In my keynote I attempted to show the historical trajectory that has led to the emergence of the software craftsmanship movement. My argument was that since the business practices of SCRUM have been widely adopted, and since teams who follow those practices but do not follow the technical practices of XP experience a relentless decrease in velocity, and since that decrease in velocity is exposed by the transparency of scrum, then if follows that the eventual adoption of those technical XP practices is virtually assured. My conclusion was that Craftsmanship was the “next big thing” (tm) that would capture the attention of our industry for the next few years, driven by the business need to increase velocity. (See Martin Fowler’s blog on Flaccid Scrum) In short, we are on a trajectory towards a higher degree of professionalism and craftsmanship.

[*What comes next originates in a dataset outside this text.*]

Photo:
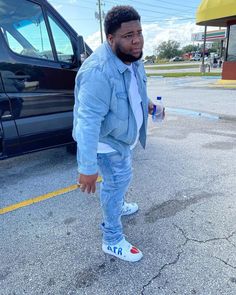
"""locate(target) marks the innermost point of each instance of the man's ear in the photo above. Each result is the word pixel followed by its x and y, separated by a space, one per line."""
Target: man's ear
pixel 110 39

Nicolai’s thesis was the exact opposite of mine. His argument was that we are all ruled by marketing and that businesses will do whatever it takes to cut costs and increase revenue, and therefore businesses will drive software quality inexorably downward. He stipulated that this will necessarily create a crisis as the defect rates and deadline slips increased, but that all attempts to improve quality would be short lived and followed by a larger drive to decrease quality even further.
Josuttis’ talk was an hour of highly depressing rhetoric couched in articulate delivery and brilliant humor. One of the more memorable moments came when he playacted how a manger would respond to a developer’s plea to let them write clean code like Uncle Bob says. The manager replies: “I don’t care what Uncle Bob says, and if you don’t like it you can leave and take Uncle Bob with you.”